Erdogan’s plans for Taksim include a mosque. Many of the demonstrators in adjoining Gezi Park, before the police drove them out on June 15, were gathered under giant pictures of Ataturk, strung up amid the trees whose threatened uprooting sparked the first protests.
“Erdogan is here to destroy what Ataturk built, but we won’t let him,” Devrim Oncu, a 22-year-old member of the small, leftist People’s Salvation Party, said in an interview in the park beneath one such banner. “We’ll fight against him and we will defeat him like Ataturk defeated his ancestors, who also wanted to continue their autocratic rule.”
Many protesters accuse the government of eroding Turkish secularism by easing curbs on Islamic-style headscarves while tightening them on alcohol, devoting more school time to religion, and jailing hundreds of officers from the secular army on charges of plotting a coup.
Erdogan’s supporters, including women wearing headscarves, often pose for pictures at Ataturk’s giant mausoleum in Ankara, pointing fingers at a Kemalist motto inscribed on a wall that reads: “Sovereignty belongs unconditionally to the nation.”
Erdogan says his government has turned that slogan into reality by extending democracy in a country where the army has pushed four administrations out of office since 1960. While a survey by MetroPOLL found a drop in support for his party since protests started, it remains 13 percentage points ahead of the main opposition party with local elections due in March.
“Although protests are expected to continue, they have not presented a serious threat to the AKP government or its electoral legitimacy,” Naz Masraff, an analyst at political-risk assessor Eurasia Group in London, said in an e-mail.
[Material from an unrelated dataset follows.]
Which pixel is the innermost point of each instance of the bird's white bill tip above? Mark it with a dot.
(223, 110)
The AKP “continues to be the most popular party in the country,” she said.
Erdogan’s chance of creating a presidential system by changing the constitution is “greatly diminished,” Masraff said. “He is less likely to push forward controversial laws or decisions that would trigger a near-term negative public reaction,” she said, referring to some of the Istanbul projects such as the proposal for a third Bosporus bridge.
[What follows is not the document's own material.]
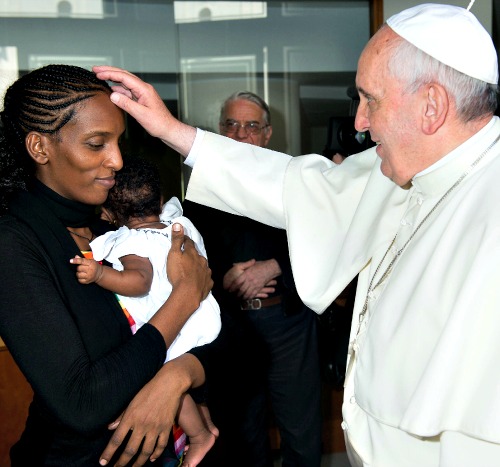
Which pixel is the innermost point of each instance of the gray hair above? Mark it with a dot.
(473, 98)
(251, 97)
At an Istanbul rally on June 16, while police were tear-gassing protesters a few kilometers across the city, Erdogan made a brief reference to Ataturk while dwelling longer on Adnan Menderes, premier during the 1950s. Menderes, who like Erdogan won three elections, presided over an economic boom and eased some of Ataturk’s curbs on Islam, was overthrown by the military in 1960 and executed a year later.
“They say ‘the prime minister talks too harshly’,” Erdogan said, referring to criticism of his response to protests. “Well, Adnan Menderes was a very polite, very courteous man. And they took him to the gallows.”
Erdogan also has evoked the pre-Ataturk past when Turkey was the center of the Ottoman Empire, which ruled much of eastern Europe, North Africa and the Middle East. Last month he named the planned new Bosporus bridge after the Ottoman Sultan Selim I. At a rally in Erzurum on June 23, while proscribing the Ataturk portrait on the national flag, he said the Ottoman symbol -- three crescent moons -- was acceptable for supporters to hang outside their homes.
Erdogan’s plans for the Taksim barracks are part of that emphasis on the pre-republican period. They “symbolize the clash between old and new in Turkey,” Taner Akcam, a professor of history at Clark University in Worcester, Massachusetts, said in an e-mail.
Erdogan’s government has downplayed Ataturk’s legacy, with lower-key celebrations of national holidays associated with the republic’s founder, without openly confronting it. When riot police tore down protest banners in Taksim, they were careful to leave posters of Ataturk intact, and a giant one now hangs on the Ataturk Cultural Center, one of the square’s landmarks.
Erdogan, though, has said that in order to build a new opera house, he’ll tear down the whole building.
“Erdogan styles himself a patriarch who knows best,” Akcam said. “And like a domineering father, he solicits opinions but imposes his own decisions.”